A Kite for Grown-Ups: Outofstock’s Up and Away Light
Remember the old elementary school anecdote about how elder statesman Ben Franklin discovered electricity by flying a kite in a thunderstorm? According to manufacturer Outofstock, the story is apocryphal. The truth is that Franklin proposed the experiment but never conducted it-an historical absence that Outofstock intends to rectify with their lively Up and Away Light.
Up And Away Light. Designed by Outofstock for Saazs.
A Luminous Diamond-Shaped Fixture with a Whimsical Aesthetic
Each of the three members of Barcelona-based Outofstock design hails from another country entirely, so it's not place of origin that has brought them together but rather their similar memories of the universal pastime of flying a kite: "By attempting to humanise a new lighting technology through an image of a kite-an object that is closely connected to our childhood and memories, is perhaps our way of completing the story."
Maybe had Franklin sufficient foresight he would have anticipated Up and Away's bright wall of pure white light, or foretold of the "LED -in-glass" technology that facilitates Up and Away's uninterrupted and illuminated glow.

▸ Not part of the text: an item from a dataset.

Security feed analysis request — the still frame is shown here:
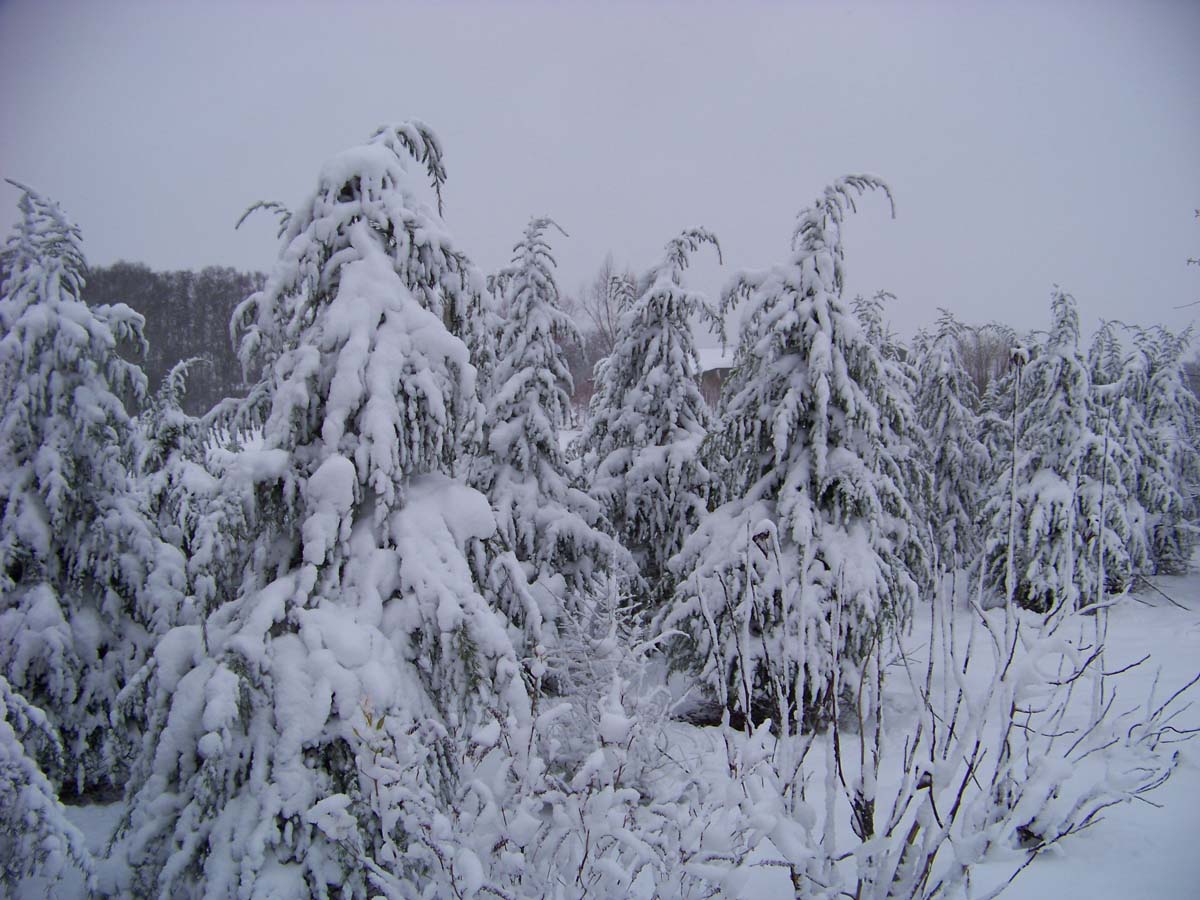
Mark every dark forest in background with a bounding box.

Fresh off this year's incarnation of Milan Design Week, Up and Away has nowhere else to go but up. Exhibition attendees admired the piece's unusual look, its ability to essentialize the easy vibe and poetic feel of a white-winged kite floating on the wind. They also appreciated Up and Away's clever incorporation of its power cord, which drapes back jauntily just as if this tail end were caught on the last soft breaths of a gentle rush of wind.

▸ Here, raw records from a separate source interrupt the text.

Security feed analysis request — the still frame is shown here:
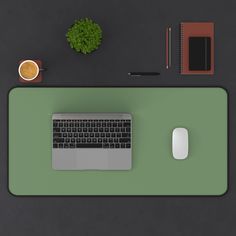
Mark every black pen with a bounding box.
[128,72,160,76]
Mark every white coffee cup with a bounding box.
[18,60,40,81]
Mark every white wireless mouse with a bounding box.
[172,128,189,160]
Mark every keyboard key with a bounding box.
[126,128,131,132]
[102,143,109,148]
[53,128,60,133]
[76,143,102,148]
[87,138,92,143]
[53,138,64,143]
[123,122,130,127]
[92,138,97,143]
[53,133,62,138]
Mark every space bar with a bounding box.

About the Designer: Outofstock hails from the lovely lovely city of Barcelona, Spain, an exquisite and inspiring locale, where, one imagines, it just might be refreshing and relaxing to sit back and fly a kite. The city has enough parks so that this would be no mean challenge. And though you might be tempted, resist the urge to "fly" Outofstock's iconic Up and Away wall/pendant lamp. The company intends for this intriguing piece to be a bellwether for their credo of "humanizing new lighting technology." And so it is. What better way to enjoy a smart and slick new fixture than by hearkening back to one's halcyon days? And what better way to bring a new shape in ambient lighting into the public purview?